By Tammy Tran
After a disappointing second album from The Used, the band’s newest release, entitled “Lies for the Liars,” came out this past May. Fans were highly anticipating this third album to be phenomenal and compensate for the disaster that was their sophomore release. Thankfully, they knew enough not to call it their “comeback.” Although it wasn’t as awful as Ms. Spears’ performance at the VMAs, fans were less than impressed. It would be incorrect to label this album horrible, but it was mediocre at best.
From their self-titled debut album in 2002, The Used gained the reputation for being a hardcore band. This first work was full of songs that were heavy, raw and featured screamo vocals by Bert McCracken; many of these original characteristics are lacking in the new record and, in fact, are only really found in their first three songs: “The Ripper,” “Pretty Handsome,” and “The Bird and The Worm,” which oddly starts off very similar to the Fall Out Boy single “This Ain’t a Scene, It’s an Arms Race.”
The songs that follow all just seem overproduced and mainly geared for the radio.

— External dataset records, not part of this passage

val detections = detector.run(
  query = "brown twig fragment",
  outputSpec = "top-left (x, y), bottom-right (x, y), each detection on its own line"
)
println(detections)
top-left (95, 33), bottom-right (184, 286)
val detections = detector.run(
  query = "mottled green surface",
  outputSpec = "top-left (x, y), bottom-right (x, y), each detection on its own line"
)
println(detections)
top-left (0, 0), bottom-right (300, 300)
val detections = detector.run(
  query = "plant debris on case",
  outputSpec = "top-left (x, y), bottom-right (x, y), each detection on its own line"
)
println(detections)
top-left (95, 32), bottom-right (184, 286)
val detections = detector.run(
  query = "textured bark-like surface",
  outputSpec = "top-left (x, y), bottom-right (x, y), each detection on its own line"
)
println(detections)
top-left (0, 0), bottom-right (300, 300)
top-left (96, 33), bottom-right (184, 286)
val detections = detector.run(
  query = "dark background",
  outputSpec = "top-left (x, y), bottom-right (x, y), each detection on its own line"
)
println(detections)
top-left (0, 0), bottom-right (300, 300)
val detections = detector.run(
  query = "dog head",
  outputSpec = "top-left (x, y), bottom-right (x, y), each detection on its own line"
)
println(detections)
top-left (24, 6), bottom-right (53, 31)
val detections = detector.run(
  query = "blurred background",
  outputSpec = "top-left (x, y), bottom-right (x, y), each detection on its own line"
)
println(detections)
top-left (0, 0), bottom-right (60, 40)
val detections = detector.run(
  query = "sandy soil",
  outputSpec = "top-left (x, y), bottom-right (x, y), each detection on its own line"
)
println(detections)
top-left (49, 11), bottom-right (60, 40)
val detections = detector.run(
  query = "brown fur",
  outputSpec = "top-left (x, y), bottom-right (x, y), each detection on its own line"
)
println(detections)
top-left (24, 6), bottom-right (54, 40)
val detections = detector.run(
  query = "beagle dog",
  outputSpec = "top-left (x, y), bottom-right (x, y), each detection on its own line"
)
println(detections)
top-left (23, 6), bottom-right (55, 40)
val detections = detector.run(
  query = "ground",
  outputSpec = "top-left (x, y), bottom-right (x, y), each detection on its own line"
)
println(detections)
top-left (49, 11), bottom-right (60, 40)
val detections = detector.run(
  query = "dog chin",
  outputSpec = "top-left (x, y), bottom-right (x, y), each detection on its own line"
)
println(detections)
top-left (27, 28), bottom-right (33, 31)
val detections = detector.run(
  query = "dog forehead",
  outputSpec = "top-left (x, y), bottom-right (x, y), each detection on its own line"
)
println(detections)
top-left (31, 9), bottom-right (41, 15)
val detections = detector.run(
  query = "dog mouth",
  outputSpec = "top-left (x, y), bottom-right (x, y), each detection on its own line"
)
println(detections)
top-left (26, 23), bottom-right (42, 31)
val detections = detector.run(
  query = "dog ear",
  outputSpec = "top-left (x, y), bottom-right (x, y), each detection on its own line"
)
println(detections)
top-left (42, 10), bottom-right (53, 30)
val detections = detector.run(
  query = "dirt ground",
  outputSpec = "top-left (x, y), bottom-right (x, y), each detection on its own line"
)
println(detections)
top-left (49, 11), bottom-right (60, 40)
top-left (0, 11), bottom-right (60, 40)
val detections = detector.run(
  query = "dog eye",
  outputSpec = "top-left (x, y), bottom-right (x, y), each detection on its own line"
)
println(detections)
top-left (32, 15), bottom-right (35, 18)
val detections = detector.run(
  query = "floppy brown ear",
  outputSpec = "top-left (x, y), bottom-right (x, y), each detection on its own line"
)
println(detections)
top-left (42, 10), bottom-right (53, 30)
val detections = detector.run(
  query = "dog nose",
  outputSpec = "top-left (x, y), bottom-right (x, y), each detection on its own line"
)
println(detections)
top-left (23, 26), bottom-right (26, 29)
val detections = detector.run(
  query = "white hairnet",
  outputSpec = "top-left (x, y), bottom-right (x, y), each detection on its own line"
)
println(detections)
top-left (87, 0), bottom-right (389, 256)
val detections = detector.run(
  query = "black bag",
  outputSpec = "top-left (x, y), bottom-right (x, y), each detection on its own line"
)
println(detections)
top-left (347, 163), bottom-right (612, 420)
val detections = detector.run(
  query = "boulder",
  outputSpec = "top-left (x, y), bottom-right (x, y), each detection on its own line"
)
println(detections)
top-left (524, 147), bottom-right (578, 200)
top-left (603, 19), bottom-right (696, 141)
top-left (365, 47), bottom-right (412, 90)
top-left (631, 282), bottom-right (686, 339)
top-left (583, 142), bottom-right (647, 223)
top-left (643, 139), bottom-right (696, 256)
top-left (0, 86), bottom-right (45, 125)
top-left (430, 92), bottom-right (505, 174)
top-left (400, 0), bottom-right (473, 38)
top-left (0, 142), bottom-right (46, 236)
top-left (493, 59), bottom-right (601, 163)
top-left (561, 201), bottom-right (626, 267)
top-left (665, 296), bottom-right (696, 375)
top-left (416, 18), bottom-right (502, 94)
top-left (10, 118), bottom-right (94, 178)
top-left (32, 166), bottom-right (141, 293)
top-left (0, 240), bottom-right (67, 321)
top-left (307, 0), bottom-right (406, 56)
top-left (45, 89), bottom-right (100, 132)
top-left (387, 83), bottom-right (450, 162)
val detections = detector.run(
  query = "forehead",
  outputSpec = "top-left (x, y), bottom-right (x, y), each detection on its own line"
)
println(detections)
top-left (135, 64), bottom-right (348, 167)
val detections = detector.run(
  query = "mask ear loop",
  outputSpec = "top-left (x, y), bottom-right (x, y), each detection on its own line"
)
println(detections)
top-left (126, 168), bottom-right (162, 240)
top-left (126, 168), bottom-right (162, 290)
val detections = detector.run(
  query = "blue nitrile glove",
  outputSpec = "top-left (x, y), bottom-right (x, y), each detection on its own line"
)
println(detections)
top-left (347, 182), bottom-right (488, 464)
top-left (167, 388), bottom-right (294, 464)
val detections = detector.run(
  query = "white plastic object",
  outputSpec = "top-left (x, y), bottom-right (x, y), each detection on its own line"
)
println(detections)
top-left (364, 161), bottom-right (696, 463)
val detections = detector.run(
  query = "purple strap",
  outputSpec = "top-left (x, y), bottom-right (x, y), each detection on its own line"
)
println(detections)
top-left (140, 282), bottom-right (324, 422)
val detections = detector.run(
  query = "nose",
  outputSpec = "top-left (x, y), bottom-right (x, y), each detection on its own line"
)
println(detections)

Tracks like “Paralyzed” and “With Me Tonight” have such a pop-y quality that it’s a shock to find them on an album from The Used. Even the dance rhythm/beat, which is quite catchy and enjoyable, doesn’t feel as though it quite belongs.
Passion also seems to be lacking from this album with lyrics lacking the meaning they once had. The track “Liar Liar (Burn in Hell)” finds the line “Liar liar pants on fire”-yes, the same uttered on playgrounds around the world. It becomes ever-present that the lyrics are just awful when the ballads of the album start playing. The emotions presented feel fake, almost like an episode of a soap opera.
It is true that The Used tried to experiment, which is respectable, but in the end, it doesn’t really work out for them except on the self-made percussion of “Find a Way.”
Overall this album isn’t a complete train wreck, but the good times of songs like “Blue and Yellow” or “The Taste of Ink” remain only as memories to fans.